Not all compression algorithms are created equal. The following guidelines may help users evaluate the effectiveness of algorithms:

  • Important characteristics of useful compression “algorithms":
  1. The process/procedure nature of algorithms allows for the act of transforming the text.
  2. The consistency of algorithms ensures the reliability of results (always same result).
  3. The fact that algorithms are ordered processes implies reversibility, so that the compressed text can be decompressed (not guaranteed—only for lossless).
  • A good measure for comparing the effectiveness of compression algorithms is the ratio of length from original to compressed (perhaps denoted as a percentage). Note: a better compression ratio over one string of text does NOT guarantee that one algorithm is more effective than another. Some forms of compression may be tuned to a specific type of data (like text, music, images, etc.).

Watch the video below to see how two compression algorithms vary and to identify the advantages and disadvantages of these compression algorithm strategies.

https://www.youtube.com/embed/xyKA4arxQ5I

Common Misconception: One compression algorithm is the best.
  • It depends on the context and the patterns of repetition in the data compressed. Also, lossy compression may be acceptable for some types of data (images) and not for others (text).

Since no single compression algorithm is best, it’s important that one can analyze and evaluate compression algorithms to identify the optimal strategy for given data in a given context.

Lossy vs. Lossless Compression

Not all data can be compressed! There is a point at which compression results in a loss of pertinent information. Otherwise one could theoretically compress the content of all the books in the world onto a single sheet of paper (On a related note, read this forum post about compressing a compressed file).

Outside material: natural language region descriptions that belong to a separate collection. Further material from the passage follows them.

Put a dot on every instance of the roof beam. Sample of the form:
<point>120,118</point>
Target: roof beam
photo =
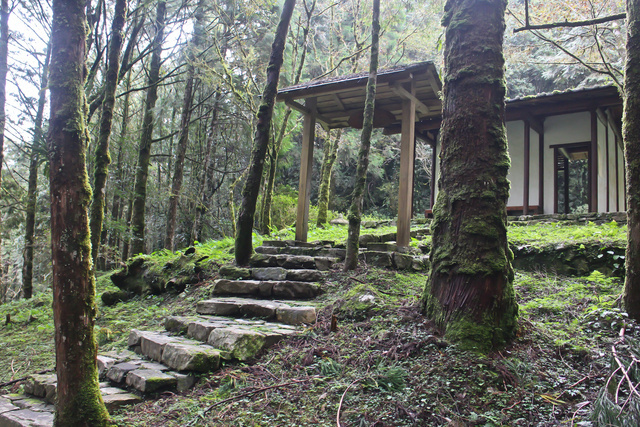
<point>616,128</point>
<point>326,123</point>
<point>399,90</point>
<point>535,123</point>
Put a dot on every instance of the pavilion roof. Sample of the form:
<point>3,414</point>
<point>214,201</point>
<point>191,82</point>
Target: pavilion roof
<point>341,99</point>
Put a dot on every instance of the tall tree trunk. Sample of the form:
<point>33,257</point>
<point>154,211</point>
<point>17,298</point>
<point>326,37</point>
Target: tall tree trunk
<point>355,210</point>
<point>470,290</point>
<point>267,200</point>
<point>78,401</point>
<point>32,191</point>
<point>330,155</point>
<point>183,140</point>
<point>116,206</point>
<point>4,53</point>
<point>631,135</point>
<point>265,220</point>
<point>102,156</point>
<point>144,151</point>
<point>207,172</point>
<point>244,229</point>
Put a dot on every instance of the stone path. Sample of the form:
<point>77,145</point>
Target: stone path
<point>250,309</point>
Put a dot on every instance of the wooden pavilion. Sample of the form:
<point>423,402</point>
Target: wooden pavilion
<point>407,102</point>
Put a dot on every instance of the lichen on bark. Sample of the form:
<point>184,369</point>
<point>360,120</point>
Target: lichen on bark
<point>470,293</point>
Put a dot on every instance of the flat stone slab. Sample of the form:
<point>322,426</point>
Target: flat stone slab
<point>116,400</point>
<point>118,372</point>
<point>268,310</point>
<point>26,417</point>
<point>283,289</point>
<point>149,380</point>
<point>191,357</point>
<point>243,344</point>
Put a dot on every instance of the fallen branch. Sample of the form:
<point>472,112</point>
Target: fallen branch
<point>240,396</point>
<point>46,371</point>
<point>342,399</point>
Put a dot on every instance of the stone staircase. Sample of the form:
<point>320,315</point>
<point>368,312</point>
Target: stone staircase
<point>250,309</point>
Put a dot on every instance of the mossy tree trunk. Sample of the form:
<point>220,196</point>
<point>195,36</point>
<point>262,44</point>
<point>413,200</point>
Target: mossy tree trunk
<point>244,228</point>
<point>631,135</point>
<point>183,139</point>
<point>355,210</point>
<point>4,54</point>
<point>470,290</point>
<point>276,146</point>
<point>78,401</point>
<point>330,155</point>
<point>144,150</point>
<point>32,190</point>
<point>102,156</point>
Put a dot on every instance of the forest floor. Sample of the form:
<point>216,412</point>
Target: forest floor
<point>387,365</point>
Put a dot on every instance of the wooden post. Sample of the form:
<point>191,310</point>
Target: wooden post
<point>407,148</point>
<point>434,159</point>
<point>306,165</point>
<point>527,161</point>
<point>541,171</point>
<point>593,163</point>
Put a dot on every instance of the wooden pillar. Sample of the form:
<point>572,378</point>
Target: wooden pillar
<point>527,161</point>
<point>306,165</point>
<point>617,174</point>
<point>434,159</point>
<point>566,186</point>
<point>593,164</point>
<point>407,149</point>
<point>607,169</point>
<point>541,172</point>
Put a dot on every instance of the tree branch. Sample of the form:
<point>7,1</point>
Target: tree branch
<point>565,24</point>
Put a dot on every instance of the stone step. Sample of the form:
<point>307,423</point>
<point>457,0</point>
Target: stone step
<point>284,289</point>
<point>270,273</point>
<point>322,263</point>
<point>302,251</point>
<point>267,310</point>
<point>241,338</point>
<point>180,354</point>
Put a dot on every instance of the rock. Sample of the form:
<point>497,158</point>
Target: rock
<point>191,357</point>
<point>296,315</point>
<point>303,275</point>
<point>339,221</point>
<point>104,363</point>
<point>241,343</point>
<point>116,400</point>
<point>26,417</point>
<point>233,272</point>
<point>267,250</point>
<point>269,273</point>
<point>178,324</point>
<point>324,263</point>
<point>402,261</point>
<point>294,290</point>
<point>382,247</point>
<point>378,259</point>
<point>275,243</point>
<point>261,260</point>
<point>117,373</point>
<point>110,298</point>
<point>366,239</point>
<point>148,380</point>
<point>184,381</point>
<point>236,287</point>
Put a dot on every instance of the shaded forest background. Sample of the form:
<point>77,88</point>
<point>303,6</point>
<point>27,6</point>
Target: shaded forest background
<point>228,58</point>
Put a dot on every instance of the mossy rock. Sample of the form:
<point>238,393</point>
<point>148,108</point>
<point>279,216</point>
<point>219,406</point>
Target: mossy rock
<point>360,303</point>
<point>149,274</point>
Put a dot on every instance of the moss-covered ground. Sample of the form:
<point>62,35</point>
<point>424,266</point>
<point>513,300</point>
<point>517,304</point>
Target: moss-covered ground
<point>385,365</point>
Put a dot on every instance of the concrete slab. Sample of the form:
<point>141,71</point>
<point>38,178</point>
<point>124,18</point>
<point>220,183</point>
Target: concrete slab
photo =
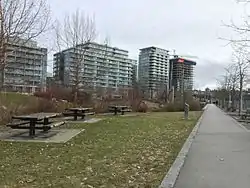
<point>52,136</point>
<point>89,120</point>
<point>219,156</point>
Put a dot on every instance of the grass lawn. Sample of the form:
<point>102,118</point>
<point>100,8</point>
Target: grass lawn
<point>116,152</point>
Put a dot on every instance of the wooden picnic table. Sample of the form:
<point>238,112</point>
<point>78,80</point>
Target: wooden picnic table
<point>118,108</point>
<point>33,120</point>
<point>78,111</point>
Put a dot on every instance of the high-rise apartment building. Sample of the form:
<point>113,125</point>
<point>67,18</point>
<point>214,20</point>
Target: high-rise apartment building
<point>26,68</point>
<point>181,74</point>
<point>102,66</point>
<point>153,70</point>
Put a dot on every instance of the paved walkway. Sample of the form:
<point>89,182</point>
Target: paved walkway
<point>219,156</point>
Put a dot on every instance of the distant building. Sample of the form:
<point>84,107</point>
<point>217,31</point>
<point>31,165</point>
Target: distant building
<point>102,67</point>
<point>153,70</point>
<point>26,67</point>
<point>181,74</point>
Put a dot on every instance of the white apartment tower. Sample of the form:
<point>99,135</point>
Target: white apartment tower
<point>153,70</point>
<point>103,66</point>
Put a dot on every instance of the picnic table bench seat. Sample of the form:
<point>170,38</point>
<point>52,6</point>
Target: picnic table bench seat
<point>17,123</point>
<point>246,114</point>
<point>80,114</point>
<point>76,112</point>
<point>45,127</point>
<point>119,109</point>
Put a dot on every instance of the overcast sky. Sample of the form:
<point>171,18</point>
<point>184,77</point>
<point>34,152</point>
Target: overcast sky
<point>191,27</point>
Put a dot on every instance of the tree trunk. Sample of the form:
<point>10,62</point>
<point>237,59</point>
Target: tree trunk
<point>240,96</point>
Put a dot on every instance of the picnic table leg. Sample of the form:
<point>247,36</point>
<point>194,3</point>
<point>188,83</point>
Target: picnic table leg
<point>32,128</point>
<point>75,116</point>
<point>46,121</point>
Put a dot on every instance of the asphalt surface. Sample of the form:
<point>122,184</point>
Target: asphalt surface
<point>219,156</point>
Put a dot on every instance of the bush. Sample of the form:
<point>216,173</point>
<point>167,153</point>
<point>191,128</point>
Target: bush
<point>178,107</point>
<point>142,107</point>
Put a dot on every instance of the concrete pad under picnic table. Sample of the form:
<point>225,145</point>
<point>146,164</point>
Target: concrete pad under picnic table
<point>86,120</point>
<point>52,136</point>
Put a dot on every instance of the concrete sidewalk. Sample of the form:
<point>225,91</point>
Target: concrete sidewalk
<point>219,156</point>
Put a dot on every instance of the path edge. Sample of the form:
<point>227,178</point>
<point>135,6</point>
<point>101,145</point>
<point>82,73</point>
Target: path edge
<point>170,179</point>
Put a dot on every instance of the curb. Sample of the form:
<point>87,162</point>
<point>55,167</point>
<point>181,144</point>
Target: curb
<point>235,121</point>
<point>170,179</point>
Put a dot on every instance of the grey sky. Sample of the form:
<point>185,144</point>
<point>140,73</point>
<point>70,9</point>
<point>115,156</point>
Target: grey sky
<point>191,27</point>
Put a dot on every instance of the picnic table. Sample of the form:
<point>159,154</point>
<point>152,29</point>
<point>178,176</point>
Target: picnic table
<point>116,109</point>
<point>34,121</point>
<point>76,112</point>
<point>246,114</point>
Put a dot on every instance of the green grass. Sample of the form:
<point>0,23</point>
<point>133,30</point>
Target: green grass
<point>116,152</point>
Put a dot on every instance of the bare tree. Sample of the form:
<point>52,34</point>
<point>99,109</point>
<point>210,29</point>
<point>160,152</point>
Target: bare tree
<point>241,58</point>
<point>229,84</point>
<point>76,33</point>
<point>20,22</point>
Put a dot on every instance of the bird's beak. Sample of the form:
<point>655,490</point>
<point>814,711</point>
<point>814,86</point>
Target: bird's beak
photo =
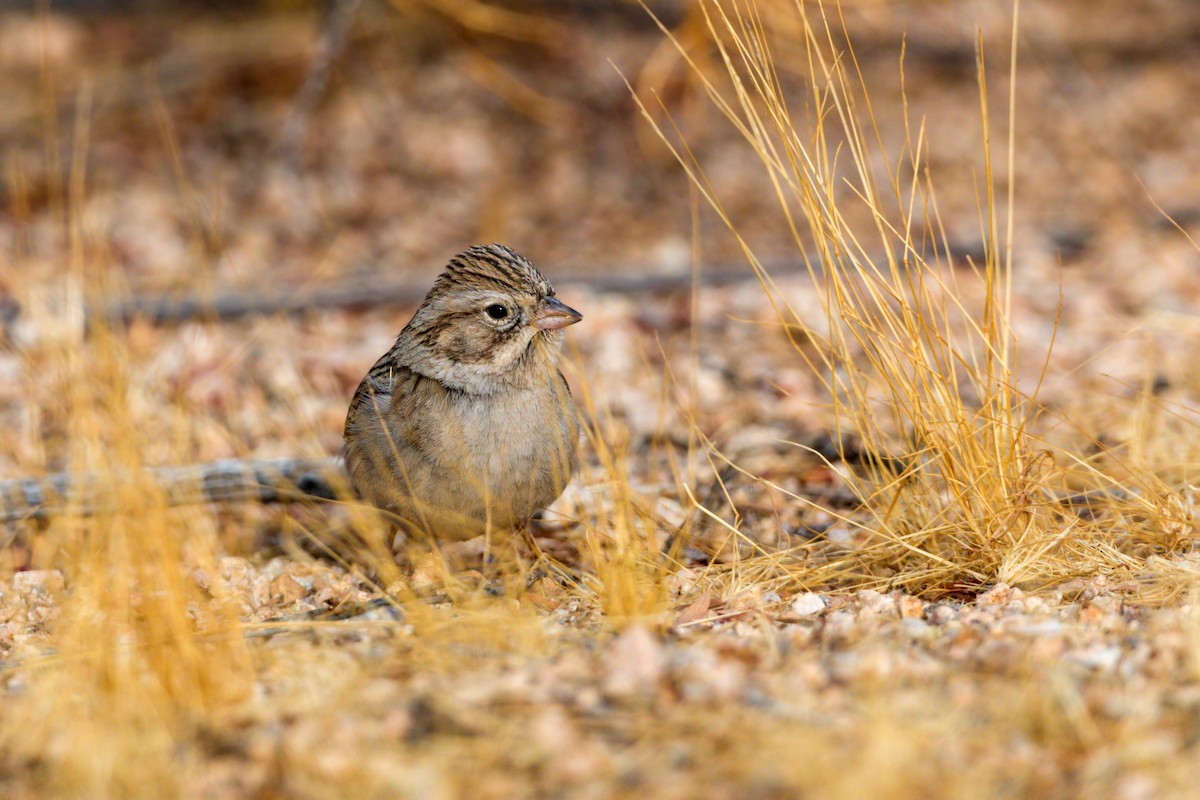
<point>555,314</point>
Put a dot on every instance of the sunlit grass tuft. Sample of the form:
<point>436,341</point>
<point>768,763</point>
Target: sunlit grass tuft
<point>918,355</point>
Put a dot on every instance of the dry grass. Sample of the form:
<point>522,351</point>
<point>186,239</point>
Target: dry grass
<point>607,674</point>
<point>959,489</point>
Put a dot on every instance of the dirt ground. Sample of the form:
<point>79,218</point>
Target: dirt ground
<point>147,155</point>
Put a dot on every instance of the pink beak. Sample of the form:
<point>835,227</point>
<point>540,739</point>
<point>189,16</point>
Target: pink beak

For example, JPG images and MP3 files are already compressed media files. There are firm limits to how much information can be compressed without losing too much, and we use the terms lossless and lossy to describe different compression algorithms that adhere to these limits and those that don’t.

Lossless means “without loss,” just like hopeless means “without hope.” Lossless compression means that compression has occurred with zero loss of information. On the other hand, lossy compression indicates that there has been some data lost through compression. Different lossy compression algorithms can result in different amounts of lost data. Let’s consider an example of lossy compression.

The most common lossy compression occurs when you “rip” an audio CD and convert the tracks to MP3s. The images below represent the digital soundwave that exists before and after various stages of compression from raw audio to MP3. As you scroll down and the audio becomes more compressed, what differences can you notice?

Perhaps it’s easier to see quality loss in lossy compression with compressed images:

As the image is compressed, there are obvious data/quality losses.

Though these examples are indicative of lossy compression, not all compression is lossy. As mentioned previously, lossless compression involves no data loss. With lossless compression, you can convert back to the original at any time (may be time-intensive, however). For example, FLAC audio loses no quality over CD.

This raises the question:

If lossless compression exists, why would anybody want to use lossy compression?

Lossy compression algorithms often result in greater reductions of file size, offer the best compression ratios, and are designed to be “good enough” approximations. A good example might be the use of a thumbnail by a website as a link to a larger image. The compressed thumbnail version reduces the amount of data necessary to load the page, but if users would like to see the original image, they can follow a link to that version.

However, lossy compression can never be “undone,” because the lossy compression algorithms remove information that isn’t necessary for representation, but can never be reconstructed once lost. In other words, you cannot go from a lossy-compressed image back to the original image.